$\newcommand{\R}{\mathbb R}$
Let $\Omega\subset \R^d$ be a smooth, bounded open set and fix $p\geq 1$.
-
Fact 1: the usual Lebesgue differentiation theorem says that, if $u\in L^p(\Omega)$, then
$$
u(x)=\lim\limits_{r\to 0}\frac{1}{|B_r(x)|}\int_{B_r(x)}u(y)dy
$$
for Lebesgue-a.e. $x\in \Omega$. -
Fact 2: for $u\in W^{1,p}(\Omega)$ (the usual Sobolev space) it is well known that the boundary trace $v:= tr(u)$ is well-defined as an element of $W^{1-1/p,p}(\partial\Omega)$.
Question: is it true that
$$
v(x)=\lim \limits_{r\to 0}\frac{1}{|B_r(x)\cap \Omega|}\int_{B_r(x)\cap \Omega}u(y)dy
$$
for $\mathcal H^{d-1}$-a.e. $x$ in the boundary?

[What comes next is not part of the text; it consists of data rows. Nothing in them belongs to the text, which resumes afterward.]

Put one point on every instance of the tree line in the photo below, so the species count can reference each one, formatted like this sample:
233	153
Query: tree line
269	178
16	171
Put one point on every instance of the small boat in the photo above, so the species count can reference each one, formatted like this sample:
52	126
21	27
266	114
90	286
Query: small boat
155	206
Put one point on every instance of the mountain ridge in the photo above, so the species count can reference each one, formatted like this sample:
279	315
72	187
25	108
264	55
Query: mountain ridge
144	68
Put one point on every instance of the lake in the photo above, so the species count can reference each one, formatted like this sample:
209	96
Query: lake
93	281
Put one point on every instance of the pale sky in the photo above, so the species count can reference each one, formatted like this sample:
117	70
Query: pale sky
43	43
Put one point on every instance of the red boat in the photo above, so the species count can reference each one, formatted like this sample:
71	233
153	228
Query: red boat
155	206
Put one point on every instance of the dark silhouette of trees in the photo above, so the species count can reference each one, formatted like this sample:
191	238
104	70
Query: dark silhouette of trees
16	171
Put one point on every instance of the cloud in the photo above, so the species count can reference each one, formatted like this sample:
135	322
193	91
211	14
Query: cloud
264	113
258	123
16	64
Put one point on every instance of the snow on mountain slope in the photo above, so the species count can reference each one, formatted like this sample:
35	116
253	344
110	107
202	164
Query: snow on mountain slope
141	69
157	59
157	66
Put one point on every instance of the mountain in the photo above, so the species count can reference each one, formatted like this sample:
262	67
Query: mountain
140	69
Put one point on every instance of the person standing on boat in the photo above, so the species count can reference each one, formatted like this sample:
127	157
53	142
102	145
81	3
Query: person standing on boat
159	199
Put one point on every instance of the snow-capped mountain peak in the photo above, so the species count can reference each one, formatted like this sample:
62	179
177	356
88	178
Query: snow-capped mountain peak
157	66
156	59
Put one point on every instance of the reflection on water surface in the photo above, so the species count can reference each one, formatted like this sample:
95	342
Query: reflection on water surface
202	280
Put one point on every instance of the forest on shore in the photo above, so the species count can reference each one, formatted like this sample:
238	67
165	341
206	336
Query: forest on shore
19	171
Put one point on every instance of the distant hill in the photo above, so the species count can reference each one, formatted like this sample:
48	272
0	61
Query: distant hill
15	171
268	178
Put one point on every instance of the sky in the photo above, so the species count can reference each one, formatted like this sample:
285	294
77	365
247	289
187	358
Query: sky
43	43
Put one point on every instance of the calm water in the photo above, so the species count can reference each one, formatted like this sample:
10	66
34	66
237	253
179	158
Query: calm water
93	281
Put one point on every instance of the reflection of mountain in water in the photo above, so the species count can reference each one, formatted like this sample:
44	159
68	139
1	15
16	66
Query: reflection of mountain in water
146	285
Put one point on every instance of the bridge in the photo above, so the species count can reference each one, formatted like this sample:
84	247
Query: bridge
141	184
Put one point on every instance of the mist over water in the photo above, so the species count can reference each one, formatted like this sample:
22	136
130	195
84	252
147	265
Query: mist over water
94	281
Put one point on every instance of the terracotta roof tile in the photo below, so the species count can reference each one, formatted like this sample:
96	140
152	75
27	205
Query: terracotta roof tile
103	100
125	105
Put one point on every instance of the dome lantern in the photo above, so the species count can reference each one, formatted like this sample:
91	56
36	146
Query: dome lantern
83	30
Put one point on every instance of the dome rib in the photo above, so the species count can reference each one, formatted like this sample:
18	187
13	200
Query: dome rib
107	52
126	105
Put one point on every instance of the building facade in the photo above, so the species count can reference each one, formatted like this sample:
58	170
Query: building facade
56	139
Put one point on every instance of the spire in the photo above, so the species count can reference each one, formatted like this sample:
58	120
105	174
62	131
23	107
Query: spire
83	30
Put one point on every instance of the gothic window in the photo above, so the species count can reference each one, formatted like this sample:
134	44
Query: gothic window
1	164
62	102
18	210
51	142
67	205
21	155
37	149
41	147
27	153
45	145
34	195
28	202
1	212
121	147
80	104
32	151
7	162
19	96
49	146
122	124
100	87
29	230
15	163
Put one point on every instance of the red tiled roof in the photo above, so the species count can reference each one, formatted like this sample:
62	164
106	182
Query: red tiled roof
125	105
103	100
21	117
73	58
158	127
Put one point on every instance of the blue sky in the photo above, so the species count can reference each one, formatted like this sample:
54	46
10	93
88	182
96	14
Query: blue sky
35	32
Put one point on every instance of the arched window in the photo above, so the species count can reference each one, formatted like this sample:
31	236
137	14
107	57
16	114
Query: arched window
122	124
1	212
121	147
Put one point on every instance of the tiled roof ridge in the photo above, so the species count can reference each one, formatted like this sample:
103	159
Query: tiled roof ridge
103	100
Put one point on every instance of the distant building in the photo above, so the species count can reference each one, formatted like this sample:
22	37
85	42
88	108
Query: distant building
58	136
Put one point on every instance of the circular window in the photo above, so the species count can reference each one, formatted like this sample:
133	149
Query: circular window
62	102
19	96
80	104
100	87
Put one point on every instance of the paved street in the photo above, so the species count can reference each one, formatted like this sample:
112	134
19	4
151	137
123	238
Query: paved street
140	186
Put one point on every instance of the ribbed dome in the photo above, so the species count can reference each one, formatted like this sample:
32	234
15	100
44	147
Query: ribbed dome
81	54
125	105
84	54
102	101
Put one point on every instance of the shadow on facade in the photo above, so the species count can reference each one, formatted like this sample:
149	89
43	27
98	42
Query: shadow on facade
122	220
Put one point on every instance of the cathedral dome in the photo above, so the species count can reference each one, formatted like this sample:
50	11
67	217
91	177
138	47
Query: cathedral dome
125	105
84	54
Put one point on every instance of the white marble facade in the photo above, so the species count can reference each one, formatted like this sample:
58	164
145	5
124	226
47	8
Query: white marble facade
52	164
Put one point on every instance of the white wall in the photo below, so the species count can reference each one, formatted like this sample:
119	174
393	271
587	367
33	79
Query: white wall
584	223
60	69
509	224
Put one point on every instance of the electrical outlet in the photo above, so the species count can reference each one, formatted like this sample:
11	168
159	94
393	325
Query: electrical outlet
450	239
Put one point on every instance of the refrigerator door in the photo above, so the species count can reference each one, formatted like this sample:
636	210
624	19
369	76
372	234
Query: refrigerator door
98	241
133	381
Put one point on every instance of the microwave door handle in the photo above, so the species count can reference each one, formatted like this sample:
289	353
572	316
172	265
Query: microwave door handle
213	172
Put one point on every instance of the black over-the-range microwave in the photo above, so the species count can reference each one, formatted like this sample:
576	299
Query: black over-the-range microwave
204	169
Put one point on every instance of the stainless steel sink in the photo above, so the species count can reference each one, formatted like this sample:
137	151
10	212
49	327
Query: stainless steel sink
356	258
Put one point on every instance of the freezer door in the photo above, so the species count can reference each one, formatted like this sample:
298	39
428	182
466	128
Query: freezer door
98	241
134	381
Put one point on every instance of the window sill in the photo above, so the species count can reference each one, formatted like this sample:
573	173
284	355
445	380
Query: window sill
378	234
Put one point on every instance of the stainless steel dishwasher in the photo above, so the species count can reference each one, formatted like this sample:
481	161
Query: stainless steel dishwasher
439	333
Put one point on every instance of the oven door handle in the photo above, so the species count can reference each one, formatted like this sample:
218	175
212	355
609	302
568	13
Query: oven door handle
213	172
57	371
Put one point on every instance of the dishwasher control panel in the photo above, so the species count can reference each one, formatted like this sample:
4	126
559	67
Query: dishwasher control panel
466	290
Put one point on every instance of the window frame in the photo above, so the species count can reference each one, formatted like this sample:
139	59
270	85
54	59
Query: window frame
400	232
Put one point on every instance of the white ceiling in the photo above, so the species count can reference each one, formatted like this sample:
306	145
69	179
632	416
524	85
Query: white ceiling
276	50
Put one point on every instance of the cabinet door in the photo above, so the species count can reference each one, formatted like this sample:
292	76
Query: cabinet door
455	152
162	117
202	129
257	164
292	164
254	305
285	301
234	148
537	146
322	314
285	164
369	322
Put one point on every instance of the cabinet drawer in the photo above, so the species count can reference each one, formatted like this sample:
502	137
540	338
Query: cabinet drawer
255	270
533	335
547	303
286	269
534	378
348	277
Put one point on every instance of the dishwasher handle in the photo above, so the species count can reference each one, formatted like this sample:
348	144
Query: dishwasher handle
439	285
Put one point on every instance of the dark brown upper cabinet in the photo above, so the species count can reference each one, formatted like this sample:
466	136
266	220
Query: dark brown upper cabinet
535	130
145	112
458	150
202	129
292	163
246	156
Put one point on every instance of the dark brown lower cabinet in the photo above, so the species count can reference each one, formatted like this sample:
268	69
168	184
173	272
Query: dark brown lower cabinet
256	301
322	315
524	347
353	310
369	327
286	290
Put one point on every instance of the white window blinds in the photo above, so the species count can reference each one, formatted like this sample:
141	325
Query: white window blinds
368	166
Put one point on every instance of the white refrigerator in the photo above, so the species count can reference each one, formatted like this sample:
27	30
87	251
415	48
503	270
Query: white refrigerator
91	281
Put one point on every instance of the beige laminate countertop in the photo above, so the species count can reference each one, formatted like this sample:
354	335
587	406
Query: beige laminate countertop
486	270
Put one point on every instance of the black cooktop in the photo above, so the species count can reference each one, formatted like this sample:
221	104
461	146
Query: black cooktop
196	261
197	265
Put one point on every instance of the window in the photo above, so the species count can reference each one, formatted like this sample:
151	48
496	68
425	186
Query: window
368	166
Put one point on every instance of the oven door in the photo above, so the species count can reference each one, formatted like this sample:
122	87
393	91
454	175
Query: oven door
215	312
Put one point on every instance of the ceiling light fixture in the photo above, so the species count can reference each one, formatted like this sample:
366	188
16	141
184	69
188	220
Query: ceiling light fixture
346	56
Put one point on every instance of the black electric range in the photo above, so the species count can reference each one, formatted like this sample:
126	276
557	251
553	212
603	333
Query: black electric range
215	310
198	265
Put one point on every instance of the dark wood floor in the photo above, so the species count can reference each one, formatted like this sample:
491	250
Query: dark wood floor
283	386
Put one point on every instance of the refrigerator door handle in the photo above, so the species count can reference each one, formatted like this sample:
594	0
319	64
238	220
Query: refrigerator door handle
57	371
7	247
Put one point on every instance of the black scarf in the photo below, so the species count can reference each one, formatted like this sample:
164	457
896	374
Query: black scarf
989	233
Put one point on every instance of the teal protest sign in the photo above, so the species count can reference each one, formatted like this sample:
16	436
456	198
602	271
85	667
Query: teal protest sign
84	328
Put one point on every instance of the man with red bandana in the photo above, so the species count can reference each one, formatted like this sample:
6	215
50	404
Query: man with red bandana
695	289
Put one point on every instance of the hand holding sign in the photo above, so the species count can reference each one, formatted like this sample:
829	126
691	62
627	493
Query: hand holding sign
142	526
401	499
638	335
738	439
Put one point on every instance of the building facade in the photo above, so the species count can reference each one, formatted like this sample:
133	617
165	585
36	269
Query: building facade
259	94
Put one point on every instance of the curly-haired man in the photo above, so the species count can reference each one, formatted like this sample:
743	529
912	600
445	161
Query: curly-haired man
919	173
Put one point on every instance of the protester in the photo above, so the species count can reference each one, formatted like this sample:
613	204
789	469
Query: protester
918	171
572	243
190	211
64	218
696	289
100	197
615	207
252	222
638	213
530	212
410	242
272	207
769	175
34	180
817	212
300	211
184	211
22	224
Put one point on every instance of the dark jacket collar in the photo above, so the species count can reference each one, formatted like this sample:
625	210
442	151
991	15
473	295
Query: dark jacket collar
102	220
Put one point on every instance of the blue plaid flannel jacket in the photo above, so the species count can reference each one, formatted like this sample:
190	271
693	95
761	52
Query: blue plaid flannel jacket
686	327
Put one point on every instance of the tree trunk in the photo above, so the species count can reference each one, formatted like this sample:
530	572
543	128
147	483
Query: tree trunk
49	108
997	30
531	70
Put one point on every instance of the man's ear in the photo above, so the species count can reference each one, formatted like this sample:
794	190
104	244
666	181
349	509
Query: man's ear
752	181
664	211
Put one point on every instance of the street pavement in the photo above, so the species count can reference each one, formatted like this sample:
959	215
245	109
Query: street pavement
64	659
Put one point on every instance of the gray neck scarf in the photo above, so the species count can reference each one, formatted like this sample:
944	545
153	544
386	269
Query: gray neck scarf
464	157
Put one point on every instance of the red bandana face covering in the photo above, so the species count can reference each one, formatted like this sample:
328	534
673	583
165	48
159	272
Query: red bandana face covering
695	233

This seems a very natural question to ask and I hope that the answer is already written somewhere out there. I suspect that the notion of $p$-capacity should play a role here (being the precise representative of a $W^{1,p}$ function $p$-quasicontinuous), but I'm not too familiar with capacity theory so I'd rather avoid appealing to such raffinate machinery and reinventing the wheel, if possible.
(I am also aware that the trace can be recovered as the continuous limit along any transversal curve, but somehow I did not manage to conclude from this.)
Actually any reference to either a positive or negative statement would make me happy, I just need a black-box theorem that I could apply.
Best Answer
It is true - this is Theorem 5.7 in Evans and Gariepy’s Measure Theory and Fine Properties of Functions (2015 version).
Note that the theorem is stated for BV functions, but Sobolev functions are BV, so it holds also for your case.